The tendency to exploit private correspondence for newspaper coverage is not limited to the harder edge of fund-raising. The average punter has realised that a letter from a celebrity is money in the bank. A few weeks ago I had a letter from a disabled man who had written a novel, which he wanted me to help him to get published. I read the terrible stuff he sent, and answered him at once in the person of my assistant: "Dr Greer has asked me to return your print-out with her apologies. Any endorsement that Dr Greer would offer would have to imply that she considers your work to be of outstanding quality. She is sorry to have to say that in her honest opinion this is not the case. This is not by any means to say that it is unpublishable."

Even publishers don't return unsolicited manuscripts. From now on, I won't either. Then I won't get the letter telling me that the man is dead, and my "harsh and unkind words" the last letter he got and destined to be, with "all reactions from the 100 famous people he approached for help, published in the newspapers".

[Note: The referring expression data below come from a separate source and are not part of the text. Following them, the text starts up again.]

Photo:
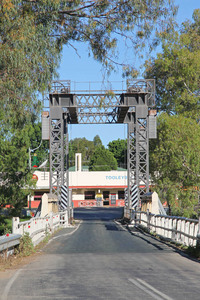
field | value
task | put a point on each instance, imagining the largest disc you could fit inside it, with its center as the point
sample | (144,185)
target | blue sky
(81,68)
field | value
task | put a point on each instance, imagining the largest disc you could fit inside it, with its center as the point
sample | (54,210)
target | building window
(89,195)
(120,194)
(106,195)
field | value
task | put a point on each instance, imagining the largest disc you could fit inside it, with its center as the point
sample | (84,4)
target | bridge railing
(178,229)
(37,228)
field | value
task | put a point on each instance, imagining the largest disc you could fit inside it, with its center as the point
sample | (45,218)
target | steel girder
(138,156)
(130,107)
(58,151)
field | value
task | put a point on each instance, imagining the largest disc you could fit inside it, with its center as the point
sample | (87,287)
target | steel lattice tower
(133,107)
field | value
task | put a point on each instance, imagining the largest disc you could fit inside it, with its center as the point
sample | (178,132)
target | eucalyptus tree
(177,70)
(32,35)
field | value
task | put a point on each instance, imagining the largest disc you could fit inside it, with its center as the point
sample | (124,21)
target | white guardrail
(37,228)
(178,229)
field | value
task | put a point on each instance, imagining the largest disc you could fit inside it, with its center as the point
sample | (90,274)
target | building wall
(80,182)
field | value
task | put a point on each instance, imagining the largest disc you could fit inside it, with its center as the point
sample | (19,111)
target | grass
(25,252)
(6,224)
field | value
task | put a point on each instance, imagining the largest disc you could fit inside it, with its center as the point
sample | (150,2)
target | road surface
(100,259)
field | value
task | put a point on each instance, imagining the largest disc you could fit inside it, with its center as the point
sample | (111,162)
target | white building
(87,187)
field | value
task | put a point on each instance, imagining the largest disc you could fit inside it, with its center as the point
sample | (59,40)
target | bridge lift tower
(133,106)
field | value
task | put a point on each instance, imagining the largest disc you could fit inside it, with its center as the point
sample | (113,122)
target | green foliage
(177,71)
(32,34)
(119,150)
(102,160)
(26,247)
(175,163)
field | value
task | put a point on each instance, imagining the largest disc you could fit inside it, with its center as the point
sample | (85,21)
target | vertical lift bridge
(134,107)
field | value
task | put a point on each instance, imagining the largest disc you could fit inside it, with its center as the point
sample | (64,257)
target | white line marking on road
(149,289)
(61,235)
(120,225)
(153,289)
(4,296)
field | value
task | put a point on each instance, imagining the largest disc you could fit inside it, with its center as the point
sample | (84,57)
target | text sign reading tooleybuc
(112,177)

That settles it. Bin, bin, bin. All those demands for funds to put deserving people through drama, law or art school, bin. All those befuddled requests to explain what fuck-me shoes are, bin. All those 20-page hand-written screeds explaining the meaning of life, bin. All those reproaches for things I didn't say, bin, glorious bin. All those demands for my favourite poem, recipe, book, colour, into my big new shiny black garbage bin. No more filing and cross-referencing. I will save only the stamps for the hospital. No more queuing in the spectacularly inefficient post office. Calloo callay!